Aujourd’hui Rafael Cardoso veut rompre ce silence. «Le rémanent du livre, affirme-t-il, ce n’est pas l’auteur mais tout ce qui a pu survivre après la catastrophe et, dans le cas de ma famille, c’est la mémoire et l’héritage culturel. Car il y a des valeurs qui sont indestructibles. Et dans ce sens le rôle de l’art et de la littérature est primordial». Interrogé sur «quelle vérité veut-il révéler», Rafael Cardoso explique qu’il s’agit avant tout d’une question de «justice et de réparation, car nous avons une dette envers la mémoire et l’histoire. Il y a des choses que l’histoire peut dire, mais celle-ci a sa propre vérité. Or, la fiction aussi a sa vérité. Ainsi, ma responsabilité est d’écrire l’histoire humaine, celle que l’Histoire ne peut pas dire». À propos de l’exil, thème récurrent dans son livre, Rafael Cardoso considère que «l’exil est une situation intérieure. On la vit dans sa conscience, à travers son identité composite et fragmentée. Le silence, que j’ai dû garder pendant des décennies, fait partie de mon histoire».
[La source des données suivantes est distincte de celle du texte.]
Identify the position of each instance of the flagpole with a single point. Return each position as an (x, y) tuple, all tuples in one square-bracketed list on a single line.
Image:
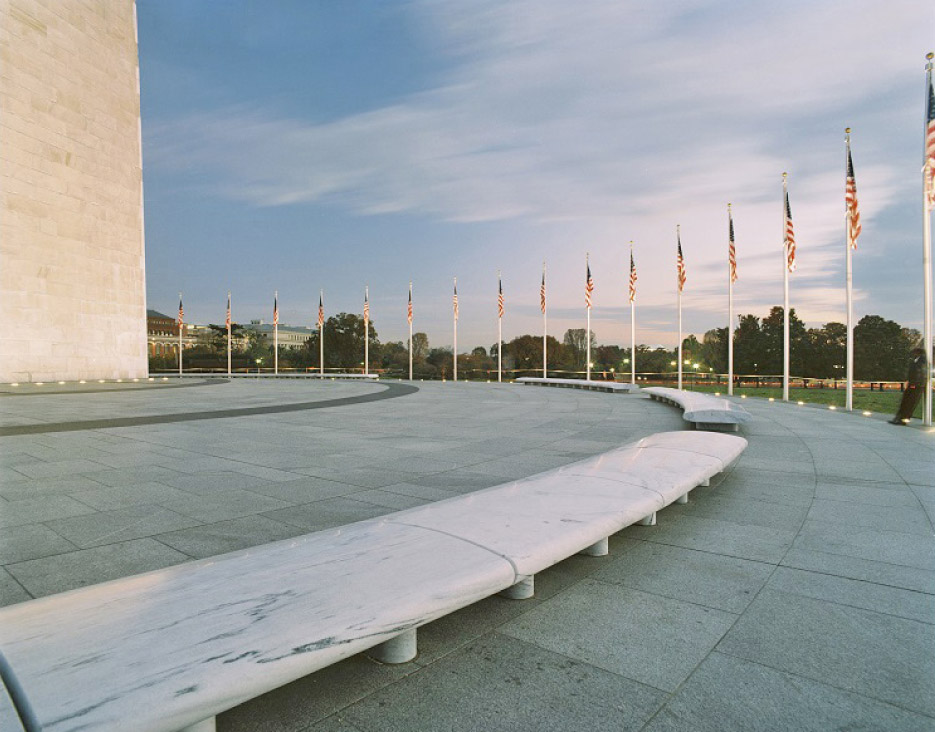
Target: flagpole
[(632, 321), (409, 316), (587, 332), (545, 327), (181, 325), (678, 233), (927, 258), (785, 295), (730, 314), (321, 333), (367, 331), (849, 302), (499, 330), (454, 315)]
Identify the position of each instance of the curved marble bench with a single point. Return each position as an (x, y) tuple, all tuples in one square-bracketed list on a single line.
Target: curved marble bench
[(168, 650), (616, 387), (702, 410)]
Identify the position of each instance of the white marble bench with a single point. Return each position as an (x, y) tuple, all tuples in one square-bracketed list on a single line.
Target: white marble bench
[(168, 650), (616, 387), (704, 411)]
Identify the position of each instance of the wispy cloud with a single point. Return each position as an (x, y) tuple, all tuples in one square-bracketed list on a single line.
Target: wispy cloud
[(615, 118)]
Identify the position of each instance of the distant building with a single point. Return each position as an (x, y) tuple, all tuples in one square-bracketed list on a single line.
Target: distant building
[(289, 336), (72, 284)]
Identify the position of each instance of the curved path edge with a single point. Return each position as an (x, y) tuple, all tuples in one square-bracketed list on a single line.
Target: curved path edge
[(389, 391)]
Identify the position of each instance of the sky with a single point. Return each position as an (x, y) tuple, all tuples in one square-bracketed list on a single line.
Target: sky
[(298, 145)]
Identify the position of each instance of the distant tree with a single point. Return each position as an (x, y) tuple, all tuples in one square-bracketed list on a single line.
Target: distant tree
[(420, 346), (344, 343), (881, 349), (576, 343), (714, 350)]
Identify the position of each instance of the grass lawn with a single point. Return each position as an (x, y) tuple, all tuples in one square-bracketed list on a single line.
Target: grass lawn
[(885, 402)]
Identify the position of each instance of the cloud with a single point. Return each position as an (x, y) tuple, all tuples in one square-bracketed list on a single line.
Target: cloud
[(607, 117)]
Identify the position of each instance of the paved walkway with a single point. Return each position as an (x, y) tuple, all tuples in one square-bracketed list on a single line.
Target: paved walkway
[(794, 594)]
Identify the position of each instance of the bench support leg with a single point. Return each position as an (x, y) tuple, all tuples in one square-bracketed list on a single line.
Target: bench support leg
[(600, 549), (205, 725), (401, 649), (522, 590)]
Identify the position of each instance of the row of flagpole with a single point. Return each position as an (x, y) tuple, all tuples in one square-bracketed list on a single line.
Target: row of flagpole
[(852, 232)]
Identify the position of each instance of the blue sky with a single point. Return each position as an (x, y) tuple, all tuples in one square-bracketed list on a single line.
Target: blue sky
[(295, 146)]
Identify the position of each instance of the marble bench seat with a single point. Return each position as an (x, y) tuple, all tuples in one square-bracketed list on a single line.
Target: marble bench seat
[(704, 411), (168, 650), (616, 387)]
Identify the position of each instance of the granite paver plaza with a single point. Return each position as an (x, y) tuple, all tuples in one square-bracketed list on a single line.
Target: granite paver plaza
[(793, 593)]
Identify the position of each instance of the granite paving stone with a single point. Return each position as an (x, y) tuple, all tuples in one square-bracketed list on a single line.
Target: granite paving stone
[(713, 580), (110, 527), (62, 572), (884, 657), (500, 683), (727, 693), (227, 536), (656, 640)]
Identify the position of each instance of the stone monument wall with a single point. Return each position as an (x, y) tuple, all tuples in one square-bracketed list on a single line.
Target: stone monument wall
[(72, 276)]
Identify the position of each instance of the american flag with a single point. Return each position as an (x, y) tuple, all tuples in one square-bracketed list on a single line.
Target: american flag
[(850, 200), (588, 286), (632, 277), (542, 292), (789, 242), (731, 248), (930, 148), (680, 265)]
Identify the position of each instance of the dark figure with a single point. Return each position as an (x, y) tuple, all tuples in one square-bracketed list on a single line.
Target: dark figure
[(914, 388)]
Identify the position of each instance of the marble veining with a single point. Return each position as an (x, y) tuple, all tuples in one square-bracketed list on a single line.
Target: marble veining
[(169, 648)]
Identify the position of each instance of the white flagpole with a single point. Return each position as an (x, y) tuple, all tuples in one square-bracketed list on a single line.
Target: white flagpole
[(678, 284), (321, 333), (454, 356), (545, 327), (849, 357), (785, 295), (181, 326), (367, 331), (410, 330), (587, 332), (927, 267), (499, 330), (632, 325), (730, 317)]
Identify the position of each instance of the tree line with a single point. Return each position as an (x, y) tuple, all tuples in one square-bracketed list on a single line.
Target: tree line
[(881, 351)]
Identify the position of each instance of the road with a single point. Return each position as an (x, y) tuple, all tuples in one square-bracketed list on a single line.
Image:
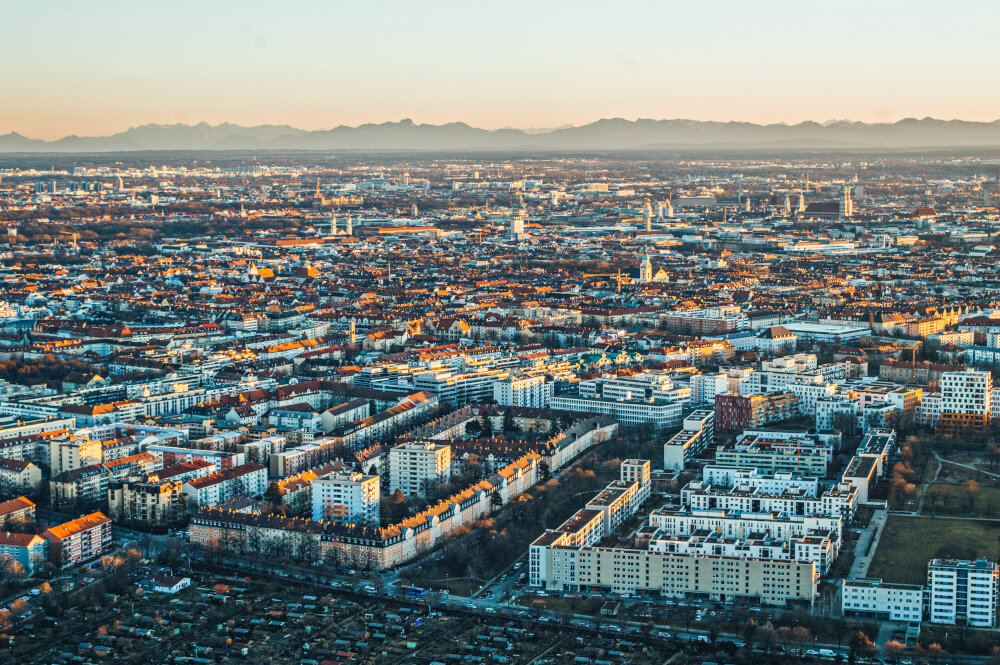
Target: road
[(861, 560)]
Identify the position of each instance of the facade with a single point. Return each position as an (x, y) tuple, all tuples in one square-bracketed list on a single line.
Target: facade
[(885, 601), (962, 592), (17, 511), (351, 498), (772, 456), (369, 548), (247, 479), (659, 414), (697, 433), (78, 540), (27, 549), (416, 465), (748, 497), (531, 391), (735, 413), (965, 403), (153, 502), (556, 565), (19, 476)]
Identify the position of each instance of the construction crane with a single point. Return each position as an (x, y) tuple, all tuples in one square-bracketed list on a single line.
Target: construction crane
[(619, 279)]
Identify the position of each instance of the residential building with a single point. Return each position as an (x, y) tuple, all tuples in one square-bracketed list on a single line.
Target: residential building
[(347, 497), (79, 540), (416, 466), (963, 592)]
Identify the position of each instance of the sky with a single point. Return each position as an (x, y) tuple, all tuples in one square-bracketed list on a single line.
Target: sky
[(98, 67)]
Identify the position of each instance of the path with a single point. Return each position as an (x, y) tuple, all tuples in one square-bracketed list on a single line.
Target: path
[(964, 466), (925, 486), (907, 513), (859, 568)]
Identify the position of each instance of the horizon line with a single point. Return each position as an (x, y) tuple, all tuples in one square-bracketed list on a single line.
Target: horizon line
[(526, 130)]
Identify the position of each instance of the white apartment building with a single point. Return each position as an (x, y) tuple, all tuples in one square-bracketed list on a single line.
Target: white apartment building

Le projet d’écriture du roman «Os loucos da rua Mazur» (Les fous de la rue Mazur) est né dès les années 1980 lorsque João Pinto Coelho s’était rendu à Auschwitz dans le cadre d’un travail de recherche qui intégrait dix-sept jeunes portugais et polonais. Il avait pu alors rencontrer et interroger de nombreux survivants du camp et aussi des Polonais non-juifs. «Des rencontres qui, avoue avec beaucoup d’émotion João Pinto Coelho lors de son intervention, vous changent la manière de voir le monde. Ces survivants, qui avaient partagé l’enfer des camps avec ceux qui allaient mourir, avaient besoin de transmettre. Alors ils répétaient inlassablement leur histoire. Ce fut une leçon pour moi! Le devoir et la responsabilité de l’écrivain est de savoir comment écrire cette histoire et rester fidèle à la vérité».

À travers ce roman, João Pinto Coelho voulait aborder un sujet encore peu traité: le massacre de Juifs par des non-Juifs qui se côtoyaient depuis des siècles au sein d’une même communauté, en Pologne. Il approfondissait ainsi un thème qu’il avait déjà abordé dans un roman précédent sur la persécution des Juifs durant la 2ème Guerre mondiale.

Dans «Os loucos da rua Mazur», qui lui a valu le Prix Leya 2017, João Pinto Coelho, écrivain, architecte et professeur des Arts visuels, né à Londres en 1967, met en scène la rencontre, en 2001, à Paris, entre un libraire aveugle et un célèbre écrivain, tous deux Juifs, qui ne s’étaient plus revus depuis l’invasion de la Pologne par les nazis. Au cours de ces retrouvailles, c’est tout leur passé qui ressurgit. «Avant même sa parution, explique João Pinto Coelho, ce livre a suscité une vive polémique en Pologne où j’ai été accusé d’attaquer les Polonais et de les traiter de racistes».

Il apprit plus tard que ces attaques venaient de l’Extrême-Droite polonaise qui aujourd’hui est fortement présente dans ce pays. Pour João Pinto Coelho «ce courant politique tente de réécrire l’histoire. Cela est grave car cela a à voir avec la mémoire collective».

La cérémonie d’ouverture de cette 5ème édition du Printemps Littéraire Brésilien s’est achevée par des lectures de textes des deux écrivains hôtes, réalisées par des élèves du Lycée International de l’Est Parisien.